For anyone still using “foo at bar dot com” style obfuscation, I would say it is worth the time to change what you have for the following reason: /(\w+)\s+at\s+((\w+)(\s+dot\s+(\w+))+)/ — and that’s only a very simple one off the top of my head. Your fruit hangs low! 🙂
Steve
Obfuscation is no Captcha. Obfuscations/Crypting and CAPTCHAs both belong to the family of Challenge-Response Tests. I still don’t understand the point here, though. I have places where it’s perfectly fine to use obfuscation (which definitely does work) and where it would be quite out of place to use captchas. On the other hand I use reCAPTCHA frequently (on all comment forms, registrations, contact formulars, etc. pp.).
you just proved with your arguments that the captcha discussion is useless anyway, since there are already a information monopols by google and other huge crawlers/service providers and all you can do is *nothing* about your mail address getting caught by them.
you can only hope that you cannot be made responsible for your mails by the state, which is cooperating with google in all countries. and hope they won’t do what they promise at the moment: share more information between different parties to improve crime detection.
bad luck, preventing porn ads in your mail account should be your least problem actually.
p.s. you can create a lot of free public e-mail accounts of course, but this won’t safe you from their intensive scanning either. now set up your mail server and create accounts as you wish, but hey they know your domain and still will track you easily… maybe speek l33t?, no it is easy to do regexp transformations on strings today… so do it in tor or minion… now c’mon you paranoids, this is a political issue, which logically cannot be solved technically, but only politically. fight against surveillance or rest in quietness forever.
In Germany we have some problems with law which requires you to lay open your contact information on your web site.

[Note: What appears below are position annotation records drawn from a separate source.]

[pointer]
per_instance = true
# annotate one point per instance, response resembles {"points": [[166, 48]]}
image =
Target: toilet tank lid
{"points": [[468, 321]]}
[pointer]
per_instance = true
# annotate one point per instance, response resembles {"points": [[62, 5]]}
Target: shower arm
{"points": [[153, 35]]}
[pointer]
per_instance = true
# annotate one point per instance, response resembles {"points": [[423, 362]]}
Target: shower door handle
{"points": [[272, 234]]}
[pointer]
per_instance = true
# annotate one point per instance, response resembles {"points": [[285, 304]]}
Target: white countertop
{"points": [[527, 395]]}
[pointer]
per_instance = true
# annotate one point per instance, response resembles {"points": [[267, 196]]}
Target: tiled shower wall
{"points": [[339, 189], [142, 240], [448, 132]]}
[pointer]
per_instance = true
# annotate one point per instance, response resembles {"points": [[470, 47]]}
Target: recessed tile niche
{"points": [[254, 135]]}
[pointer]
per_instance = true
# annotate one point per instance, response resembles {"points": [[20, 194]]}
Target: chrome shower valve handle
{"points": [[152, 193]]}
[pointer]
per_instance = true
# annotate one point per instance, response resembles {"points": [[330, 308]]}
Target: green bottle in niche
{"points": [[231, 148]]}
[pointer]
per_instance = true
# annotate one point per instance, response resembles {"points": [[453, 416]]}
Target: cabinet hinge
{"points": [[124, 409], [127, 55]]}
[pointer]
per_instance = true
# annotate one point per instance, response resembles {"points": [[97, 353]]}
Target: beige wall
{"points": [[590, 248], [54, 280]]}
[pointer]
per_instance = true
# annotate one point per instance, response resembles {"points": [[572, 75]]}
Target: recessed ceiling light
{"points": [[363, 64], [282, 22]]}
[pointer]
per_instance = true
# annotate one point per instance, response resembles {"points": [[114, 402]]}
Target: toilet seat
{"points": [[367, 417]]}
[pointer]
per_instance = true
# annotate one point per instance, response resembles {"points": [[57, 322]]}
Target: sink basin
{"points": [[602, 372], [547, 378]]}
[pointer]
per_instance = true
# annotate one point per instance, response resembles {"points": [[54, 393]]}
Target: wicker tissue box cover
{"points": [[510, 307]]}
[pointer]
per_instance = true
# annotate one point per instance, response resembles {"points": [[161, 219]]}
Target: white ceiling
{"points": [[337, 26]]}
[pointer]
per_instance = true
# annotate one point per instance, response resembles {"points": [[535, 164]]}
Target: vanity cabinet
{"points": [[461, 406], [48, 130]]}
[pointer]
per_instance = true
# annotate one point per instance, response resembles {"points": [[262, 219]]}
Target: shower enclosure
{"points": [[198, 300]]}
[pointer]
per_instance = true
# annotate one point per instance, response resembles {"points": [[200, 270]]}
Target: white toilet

Of course it should the contact information should also be barrier-free…
The purpose of “obfuscaption protection” is just to reduce a likelihood of email harvesting. Of course you can quickly write an attack script that grabs an email address. Otherwise you simply hand out the mail address to spammers.
Stop being so paranoid. If your mail is harvested so what? You’ll get more spam in your spam folder, that’s all. I think the only way to stop spam is counterattacking with DDOS. Then the ISP of those machines acting as zombies for massive nets are going to take note and do something.
@Sebastián Benítez: “I think the only way to stop spam is counterattacking with DDOS.”
DDOS is worse than SPAM. By definition, it eats lots of bandwidth. Besides of which, it’s illegal.
I’m sorry but your response in regard to Google is nonsense. By solving the reCaptcha you provide Google with free labor (aka unpaid work). This labor directly contributes to Google’s value e.g. as it makes their offering of scanned books better than that of any competitors. Google is extremely good at making people work for them for free. And this is the reason why you shouldn’t touch any of their products.
@Goo: if you don’t need digitized books: fine. I need them and I want that they get digitzed and if that can be done in an outomated process even better. And btw. reCAPTCHA did not start as a Google service, that is a very recent development.